ServicesAboutNotesContact Get in touch →
EN FR
Note

Salesforce Record Type Partitioning in dbt

How to handle Salesforce RecordTypeId in the warehouse — filtering by record type in base models, splitting objects into separate models, and storing IDs in dbt vars.

Planted
dbtbigquerydata modelingdata engineering

A single Salesforce object can behave like multiple different entities depending on its RecordTypeId. When record types represent distinct business processes — different stage sequences, validation rules, or metrics — modeling them as a single entity produces mixed results that are not useful for analysis by record type.

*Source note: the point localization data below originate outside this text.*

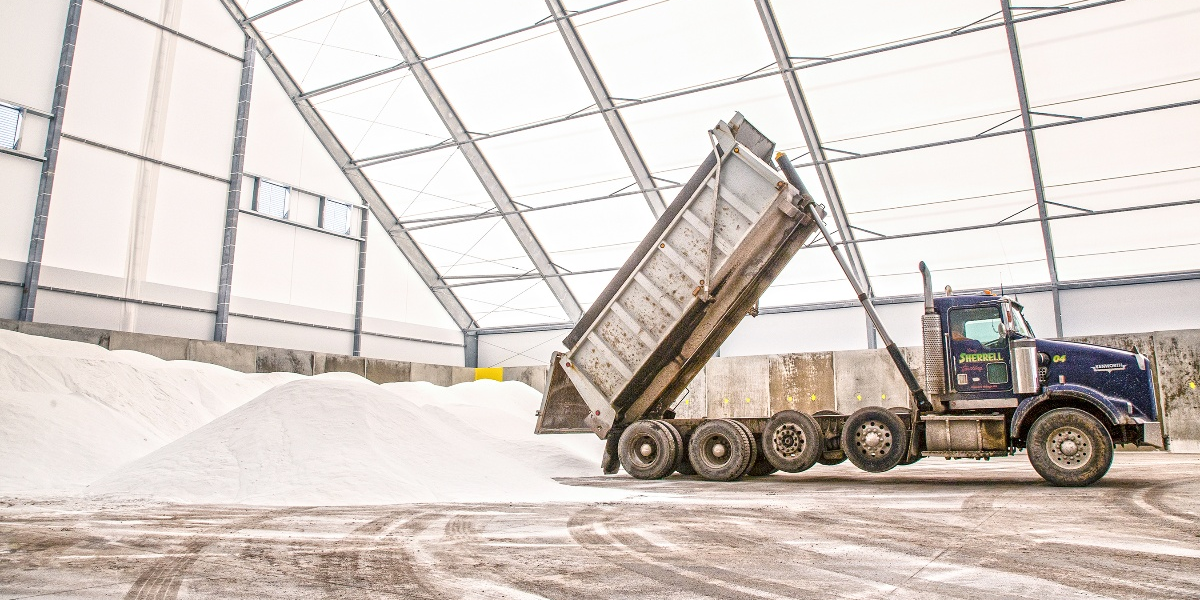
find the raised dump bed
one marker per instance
(682, 292)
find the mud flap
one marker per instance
(611, 462)
(563, 409)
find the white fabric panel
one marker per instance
(30, 46)
(282, 148)
(10, 126)
(18, 196)
(394, 291)
(89, 217)
(202, 109)
(189, 228)
(111, 79)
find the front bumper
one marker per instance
(1152, 435)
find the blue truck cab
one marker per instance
(995, 388)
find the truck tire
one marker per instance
(720, 450)
(792, 441)
(648, 450)
(1069, 448)
(875, 439)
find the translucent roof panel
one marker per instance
(973, 259)
(329, 41)
(593, 235)
(952, 88)
(1144, 159)
(973, 183)
(1110, 49)
(1109, 246)
(431, 185)
(513, 303)
(563, 162)
(381, 115)
(646, 47)
(436, 28)
(532, 79)
(485, 246)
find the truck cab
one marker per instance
(1067, 403)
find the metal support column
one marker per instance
(46, 186)
(1014, 51)
(604, 102)
(471, 151)
(233, 201)
(825, 173)
(471, 347)
(360, 287)
(399, 234)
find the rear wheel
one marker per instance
(875, 439)
(720, 450)
(792, 441)
(648, 450)
(1069, 448)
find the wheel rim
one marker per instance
(874, 439)
(789, 441)
(717, 450)
(1069, 448)
(646, 450)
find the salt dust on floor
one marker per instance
(78, 418)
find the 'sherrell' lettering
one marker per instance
(990, 357)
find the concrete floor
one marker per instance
(934, 529)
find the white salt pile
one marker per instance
(72, 412)
(132, 425)
(345, 441)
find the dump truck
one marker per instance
(991, 388)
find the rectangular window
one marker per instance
(335, 216)
(10, 126)
(271, 199)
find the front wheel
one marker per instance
(1069, 448)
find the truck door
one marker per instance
(979, 353)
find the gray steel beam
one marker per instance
(361, 282)
(813, 139)
(604, 101)
(1014, 52)
(233, 201)
(46, 185)
(381, 210)
(471, 151)
(405, 154)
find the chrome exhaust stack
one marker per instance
(931, 339)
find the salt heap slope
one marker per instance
(72, 412)
(340, 439)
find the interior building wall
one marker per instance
(1085, 312)
(133, 245)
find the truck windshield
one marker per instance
(1020, 325)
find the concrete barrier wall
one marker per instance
(263, 359)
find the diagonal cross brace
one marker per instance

What Record Types Do in Salesforce

Record types let Salesforce admins define different “flavors” of the same object. The most common example: Opportunity record types like “New Business”, “Renewal”, and “Upsell.” Each record type can have:

  • Different picklist values — the stage names for new business opportunities might be Prospecting → Qualification → Proposal → Negotiation → Closed Won. Renewal stages might be Upcoming → In Review → Approved → Closed Won. Same field (StageName), completely different value sets.
  • Different validation rules — new business might require a discovery date, renewals might require a renewal term.
  • Different page layouts — sales reps see different fields depending on the record type.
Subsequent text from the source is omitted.